From: "Greg Winkler" <[EMAIL PROTECTED]>
Subject: [FW1] Partition off a class C within a 10.x.x.x RFC 1918 net

> We use a 10.x.x.x network internally per RFC 1918. Up until today I've
> used a network object of 10.0.0.0 with a mask of 255.0.0.0 to refer to
> all of my internal hosts. 

God I can't imagine what your arp table might look like! :)

> Ideally I would have an object that included all of my
> 10.x.x.x networks EXCEPT for 10.250.1.x. 

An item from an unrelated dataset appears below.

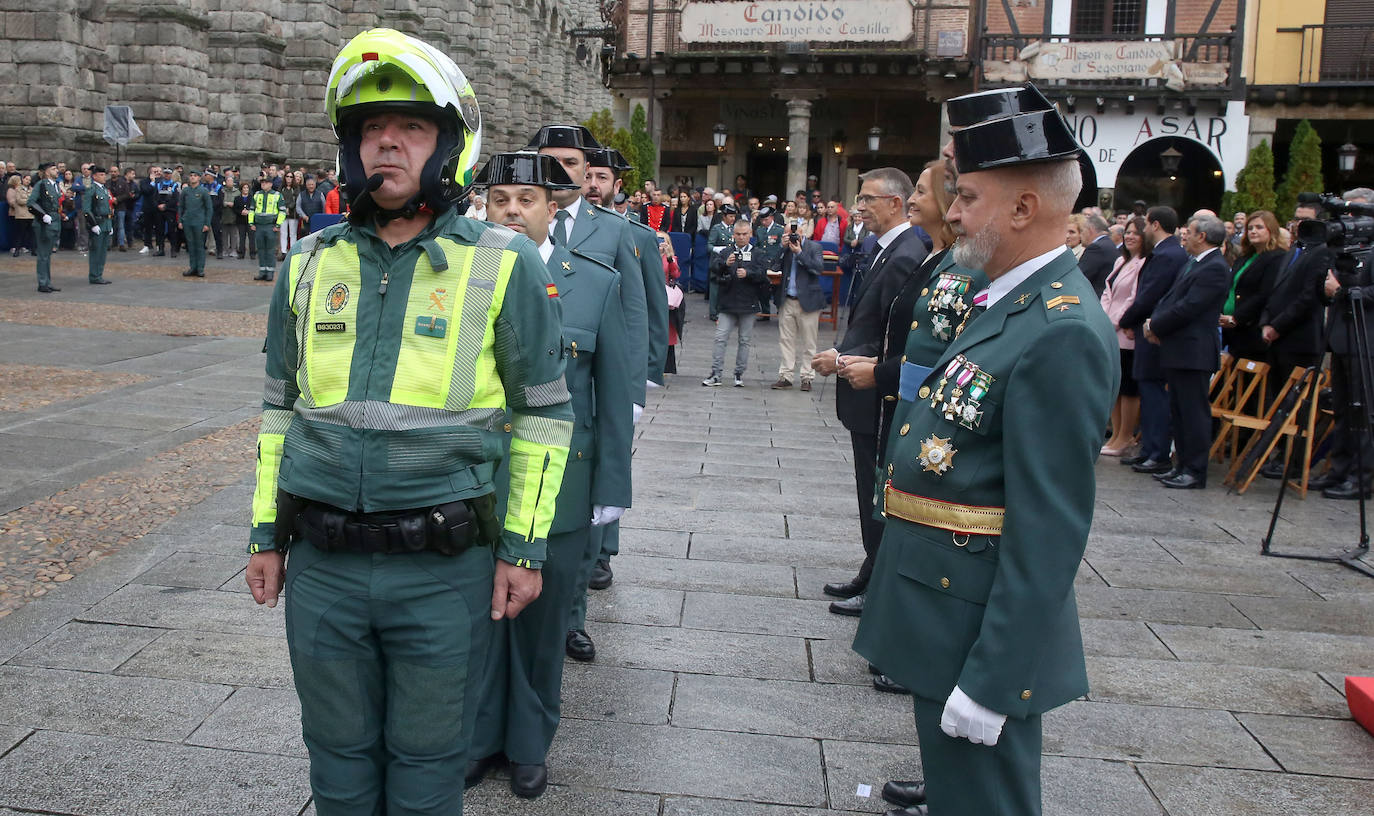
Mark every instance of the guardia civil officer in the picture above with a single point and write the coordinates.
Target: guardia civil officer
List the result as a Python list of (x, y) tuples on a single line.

Why not just create 2 objects:  ClassA = 10.0.0.0/8,  ClassC = 10.250.1.0/24.
FW1 doesn't care.  When you write your policy, make sure all the rules 
for ClassC are on top of the rules for ClassA.  The sieve effect will deal
with your ClassC first, anything else is implicitly !ClassC, ergo your
ClassA rule gets it next.  At the end of your ClassC rule bloc explitcitly
drop stuff for your ClassC, so your ClassA rules don't "accidently" get packets 
that didn't match your ClassC rules.

For routing, the same principle applies, more specific to less specific.
Just make sure you have routes defined for 10.0.0.0/8 (general) as well as
10.250.10.0/24 (specific).

Why is this hard?  Am I missing something really obvious?